Atendendo a um chamado interno

por Mara Gabrilli
Tpm #143

Encontrar a atleta Laís Souza era um desejo meu desde o acidente que mudou a vida dela

Encontrar a atleta Laís Souza era um desejo meu desde o acidente que mudou a vida dela. O encontro aconteceu. E o U2 cantou bonito entre meus pensamentos...

Desde que a Laís Souza se acidentou, em janeiro deste ano, treinando para a Olimpíada de Inverno de Sochi, na Rússia, e quebrou o pescoço, sinto uma vontade louca de estar perto dela. Isso acontece comigo muitas vezes. Quando alguém se acidenta ou sofre uma mudança de percurso radical na vida ou quando chega até mim uma notícia de injustiça que expõe algum ser humano às mazelas do sistema, é como se fosse um chamado de algo muito grande no universo. O sentimento de urgência se instala na minha cabeça e no meu coração. Enquanto eu não atendo ao chamado, a inquietação persiste. Foi assim com a Laís.

Cheguei a Miami em missão oficial, para uma visita ao The Miami Project to Cure Paralysis, um dos maiores centros de pesquisa de cura de paralisias do mundo. A intenção da missão é trazer para o Brasil um protocolo de pesquisa inédito, que há muitos anos vem sendo desenvolvido por eles.

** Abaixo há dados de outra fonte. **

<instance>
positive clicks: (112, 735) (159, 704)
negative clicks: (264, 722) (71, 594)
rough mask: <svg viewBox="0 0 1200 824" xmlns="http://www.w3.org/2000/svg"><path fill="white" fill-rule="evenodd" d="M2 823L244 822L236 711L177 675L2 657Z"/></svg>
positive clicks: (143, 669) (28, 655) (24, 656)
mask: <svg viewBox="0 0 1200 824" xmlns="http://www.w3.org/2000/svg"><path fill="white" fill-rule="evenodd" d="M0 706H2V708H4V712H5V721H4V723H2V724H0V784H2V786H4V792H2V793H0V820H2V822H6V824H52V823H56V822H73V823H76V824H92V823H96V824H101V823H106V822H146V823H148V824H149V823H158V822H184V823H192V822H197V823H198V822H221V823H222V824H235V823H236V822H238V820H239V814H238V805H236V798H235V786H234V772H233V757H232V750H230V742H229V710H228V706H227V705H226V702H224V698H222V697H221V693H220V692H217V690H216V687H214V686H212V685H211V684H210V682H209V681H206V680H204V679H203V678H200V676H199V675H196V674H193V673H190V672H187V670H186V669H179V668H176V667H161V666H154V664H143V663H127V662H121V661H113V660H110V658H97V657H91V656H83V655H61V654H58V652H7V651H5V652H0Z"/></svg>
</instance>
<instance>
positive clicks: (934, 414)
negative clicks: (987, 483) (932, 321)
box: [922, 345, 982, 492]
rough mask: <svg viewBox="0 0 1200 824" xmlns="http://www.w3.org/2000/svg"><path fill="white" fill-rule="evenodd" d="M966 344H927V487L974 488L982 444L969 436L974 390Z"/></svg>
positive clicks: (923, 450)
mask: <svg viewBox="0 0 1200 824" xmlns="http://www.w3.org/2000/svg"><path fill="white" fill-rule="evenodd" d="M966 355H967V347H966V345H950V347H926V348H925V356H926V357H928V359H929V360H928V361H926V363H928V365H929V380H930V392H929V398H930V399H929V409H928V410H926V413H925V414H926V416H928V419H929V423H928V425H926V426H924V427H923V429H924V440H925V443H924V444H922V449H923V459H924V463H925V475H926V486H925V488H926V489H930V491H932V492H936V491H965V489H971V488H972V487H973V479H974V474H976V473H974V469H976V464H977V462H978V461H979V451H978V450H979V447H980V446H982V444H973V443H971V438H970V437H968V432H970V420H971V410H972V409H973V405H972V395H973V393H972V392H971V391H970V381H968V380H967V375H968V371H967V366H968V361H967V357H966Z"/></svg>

Já iniciaram com a aprovação do FDA, o Food and Drug Administration (o órgão americano equivalente à nossa Anvisa, Agência Nacional de Vigilância Sanitária), do implante de célula de Schwann (célula que temos no nosso sistema nervoso) em alguns pacientes com lesão medular aguda.

Um dos fundadores e presidente do Miami Project é o doutor Barth A. Green. Neurocirurgião abnegado, com profunda admiração por quem tem sua vida transformada pela perda de movimentos, ele dedica sua existência a dar qualidade de vida a essas pessoas. Em 1996, quando a minha lesão ainda era fresca, vim fazer um tratamento no Complexo do Jackson Memorial Hospital, onde está o Miami Project. De tanto admirar o doutor Green, sabia exatamente o rosto e o sorriso dele. Um dia, caminhando com um amigo pelos corredores do hospital, dei de cara com ele e em suspiros falei em voz alta: “I know you! You are dr. Green!”. Ele ficou muito curioso a meu respeito e pediu que eu fosse ao consultório. Saí de lá tão feliz que parecia ter beijado o Bono, do U2. Assim começou a nossa amizade.

No mês passado, poucas horas depois do meu desembarque, eu já estava no Jackson. Encontrei a Laís sentada em sua cadeira sob uma árvore milenar, bem em frente ao Miami Project. Foi incrível aquela cena para mim! Ela diante do centro de pesquisa que eu visito todos os anos. Estacionei minha cadeira junto à dela e nos beijamos com a ajuda de sua mãe, Odete, da Gil e de amigas. Obviamente me emocionei! Emoção por ter conseguido atender o chamado, por saber do medo que perpassa os pensamentos de alguém que de um dia para o outro perde os movimentos do corpo, por poder, de alguma forma, ajudar.

Conseguimos colocá-la no meu carro alugado para uma voltinha. Almoçamos e conversamos. Na hora de devolvê-la ao hospital, percebi que o estacionamento era o mesmo que eu usava em 1996, quando meu irmão me levava ao tratamento. Porém, notei uma grande diferença: hoje, tem nele a paz de ter sobrevivido à dor da vida sem movimento.